(Pictured: the O’Jays on Soul Train in 1974.)
I spent some time recently poking through the yearly statistics at this website, and here’s some of what I found.
—I wrote 132 posts in 2021, totaling over 104,000 words (!). Those posts received 868 comments. WordPress does not show me the most-commented post of the year, but I am grateful for your interaction wherever it occurs.
—The eight most-read posts during 2021 were all written before 2021. The most-read was Off White on Soul Train, written in 2014, which pops up when people google to find out which white artist was the first to appear on Soul Train. In second place is a 2013 post called Believe It or Not, George Isn’t at Home, which is about pop songs used in Seinfeld episodes.

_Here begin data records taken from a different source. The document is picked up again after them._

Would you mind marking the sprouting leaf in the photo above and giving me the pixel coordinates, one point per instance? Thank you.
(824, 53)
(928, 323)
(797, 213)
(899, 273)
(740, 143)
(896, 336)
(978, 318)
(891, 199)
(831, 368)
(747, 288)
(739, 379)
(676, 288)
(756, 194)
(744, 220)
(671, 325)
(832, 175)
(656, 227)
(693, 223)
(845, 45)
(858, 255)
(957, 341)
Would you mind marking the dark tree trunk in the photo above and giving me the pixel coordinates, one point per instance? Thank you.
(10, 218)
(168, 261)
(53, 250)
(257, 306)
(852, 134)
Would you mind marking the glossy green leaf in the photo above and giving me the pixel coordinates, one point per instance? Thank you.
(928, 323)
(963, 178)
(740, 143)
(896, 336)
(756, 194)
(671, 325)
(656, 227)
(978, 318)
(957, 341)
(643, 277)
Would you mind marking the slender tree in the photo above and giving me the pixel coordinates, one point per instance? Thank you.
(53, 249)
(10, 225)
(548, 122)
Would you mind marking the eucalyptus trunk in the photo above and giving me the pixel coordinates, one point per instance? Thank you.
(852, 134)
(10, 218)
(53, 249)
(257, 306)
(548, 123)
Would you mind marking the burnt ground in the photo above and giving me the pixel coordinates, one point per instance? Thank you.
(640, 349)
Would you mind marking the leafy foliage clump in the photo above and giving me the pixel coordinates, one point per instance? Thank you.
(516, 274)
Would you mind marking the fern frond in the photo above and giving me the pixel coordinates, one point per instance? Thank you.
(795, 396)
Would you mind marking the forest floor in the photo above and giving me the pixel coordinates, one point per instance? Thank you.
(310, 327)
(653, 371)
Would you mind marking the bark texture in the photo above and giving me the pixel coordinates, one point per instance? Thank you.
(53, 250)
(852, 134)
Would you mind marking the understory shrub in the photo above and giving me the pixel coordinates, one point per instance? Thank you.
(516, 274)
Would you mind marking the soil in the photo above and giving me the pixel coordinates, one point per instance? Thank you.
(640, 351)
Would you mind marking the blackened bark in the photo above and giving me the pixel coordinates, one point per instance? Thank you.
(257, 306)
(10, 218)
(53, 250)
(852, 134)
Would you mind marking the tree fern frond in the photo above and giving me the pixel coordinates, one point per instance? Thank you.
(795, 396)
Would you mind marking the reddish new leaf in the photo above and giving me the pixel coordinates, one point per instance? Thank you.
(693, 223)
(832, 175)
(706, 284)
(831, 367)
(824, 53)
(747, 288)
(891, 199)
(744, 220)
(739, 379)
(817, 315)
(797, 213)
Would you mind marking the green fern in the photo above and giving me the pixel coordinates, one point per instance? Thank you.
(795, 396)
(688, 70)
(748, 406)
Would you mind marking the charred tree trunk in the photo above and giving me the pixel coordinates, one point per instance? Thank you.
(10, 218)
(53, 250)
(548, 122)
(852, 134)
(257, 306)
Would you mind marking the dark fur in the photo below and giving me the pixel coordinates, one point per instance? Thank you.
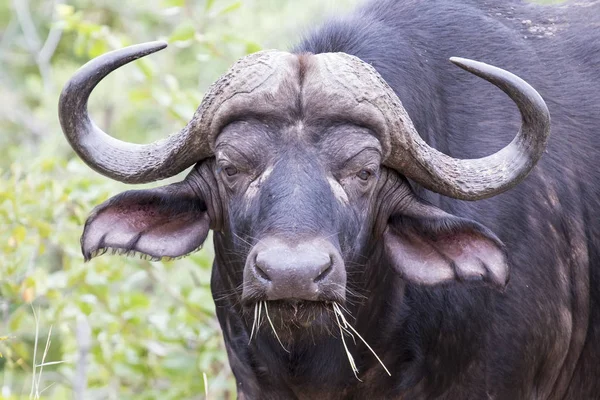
(459, 342)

Those two outdistance the pack by quite a lot. The Last Word on Humble Harve is next, a 2019 compilation of stuff I wrote in earlier times about the Los Angeles DJ who murdered his wife.
—My most-read statistics give me insight into what people are googling for. There was a bump in interest this year about the appearances of Neil Diamond and the Buffalo Springfield on Mannix, which I’ve written about a time or two. My yacht-rock post from 2017 gets hits every time people go searching for the term “yacht rock.” Posts about old rock festivals tend to get hits on weekend nights, as old hippies go a-googling into the past.

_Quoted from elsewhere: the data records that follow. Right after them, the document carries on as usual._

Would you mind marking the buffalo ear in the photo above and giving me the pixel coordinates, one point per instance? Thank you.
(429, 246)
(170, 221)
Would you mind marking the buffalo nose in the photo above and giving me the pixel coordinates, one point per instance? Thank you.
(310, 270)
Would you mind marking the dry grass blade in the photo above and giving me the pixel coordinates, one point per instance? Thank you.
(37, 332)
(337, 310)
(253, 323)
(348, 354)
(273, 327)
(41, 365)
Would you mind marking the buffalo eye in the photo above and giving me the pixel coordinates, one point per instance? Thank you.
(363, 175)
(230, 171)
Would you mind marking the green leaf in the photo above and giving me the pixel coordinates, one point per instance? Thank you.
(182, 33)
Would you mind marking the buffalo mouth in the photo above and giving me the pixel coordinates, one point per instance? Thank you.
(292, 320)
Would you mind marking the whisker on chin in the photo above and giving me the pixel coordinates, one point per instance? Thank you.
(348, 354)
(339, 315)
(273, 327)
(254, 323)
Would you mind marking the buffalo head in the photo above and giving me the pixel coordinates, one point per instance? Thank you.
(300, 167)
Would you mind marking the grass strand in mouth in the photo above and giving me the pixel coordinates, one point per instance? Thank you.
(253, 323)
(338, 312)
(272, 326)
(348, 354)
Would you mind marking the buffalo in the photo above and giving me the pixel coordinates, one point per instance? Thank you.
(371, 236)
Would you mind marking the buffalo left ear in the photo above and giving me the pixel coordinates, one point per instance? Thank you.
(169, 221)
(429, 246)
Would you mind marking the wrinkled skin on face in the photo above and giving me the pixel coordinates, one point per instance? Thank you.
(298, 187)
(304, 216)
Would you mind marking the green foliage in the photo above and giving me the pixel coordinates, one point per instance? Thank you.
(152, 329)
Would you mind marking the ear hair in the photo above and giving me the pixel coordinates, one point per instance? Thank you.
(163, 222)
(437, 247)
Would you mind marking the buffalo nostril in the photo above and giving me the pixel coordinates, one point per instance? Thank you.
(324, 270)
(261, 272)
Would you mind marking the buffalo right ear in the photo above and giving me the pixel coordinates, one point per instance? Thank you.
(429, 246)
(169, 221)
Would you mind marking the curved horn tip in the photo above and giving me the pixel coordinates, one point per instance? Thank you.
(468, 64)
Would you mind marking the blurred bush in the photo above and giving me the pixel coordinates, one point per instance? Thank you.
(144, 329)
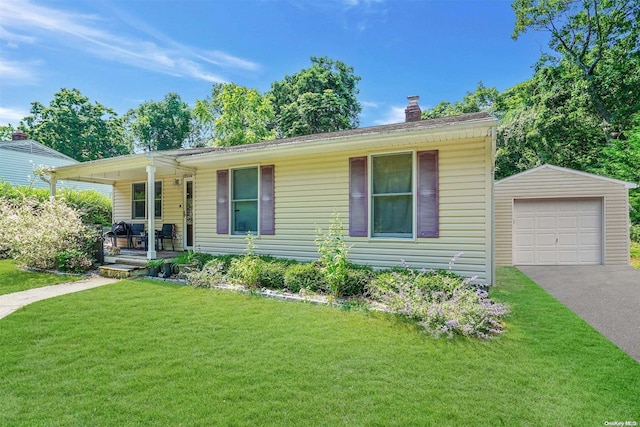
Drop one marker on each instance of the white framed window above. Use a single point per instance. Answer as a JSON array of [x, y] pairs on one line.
[[392, 197], [244, 200], [139, 200]]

—My most-read post written in 2021 was Who’s Happening Now, in which I took publicist and prolific Twitter-er Eric Alper to task for fluffing Drake’s Hot 100 domination during a single week, and for his ongoing hype of Ariana Grande. After the post went up, Alper (who must have a Google alert set up to ping every time somebody mentions him online; if so, hello again, Eric) sent me a private message disputing my characterizations, but also put up a very cordial public comment on the post saying that he always has time for conversations about music, and that “there’s a lane and a road and an opinion for everyone.”
And after doing that, he went over to his Twitter feed and blocked me.
Dude has 785,000 followers and decided to block me, a guy with 546 Twitter followers and a regular readership of maybe 200 people at the outside. He is absolutely entitled to do whatever he wants, of course, including using a helicopter gunship to swat houseflies. But I would remind you of this: hit dogs holler.
—Other well-read posts written in 2021 included The Prize Movie and Other Tales of Local TV, about the locally produced entertainment shows and contests that were once a staple in markets large and small, and Art and Artifice, about the domination of “corporate rock” in the summer of 1981.
–My least-read post written in 2021 appears to be The Night It Hit the Fan, which indicates there may be a limit to your tolerance for stories from my distant past.
—Just for fun, I looked at the all-time statistics, which go back to my move to WordPress in 2007. My most-read post of all time is Favorite Waste of Time, which was my blogroll, and which hasn’t appeared on this site in nearly a decade and how it’s getting hits I don’t know, unless people are googling for the song “You’re My Favorite Waste of Time,” which is as likely an explanation as any. In second place all-time is jb on the Radio, and thank you for caring about that.
—I suppose I could use these stats to make some prognostication about the future of this website, but I ain’t doing that, except to say that I am going to keep writing here whenever there’s something to write about, for as long as I can sit upright at the keyboard. And at some future day, when this website stops updating without explanation, you’ll know what happened.
The one thing I would like to do is 2022 is to record the handful of podcast scripts that are in repose on my laptop somewhere. When I first launched the podcast I posted episodes every three weeks, and it was embarrassingly foolish of me to think I could keep that up. I have done only two or three since the fall of 2020, and if I were to do more than that in 2022, it would be a surprise to me.
But nothing is impossible, I suppose. I ended up back in full-time radio in 2021, and I never expected that to happen, either.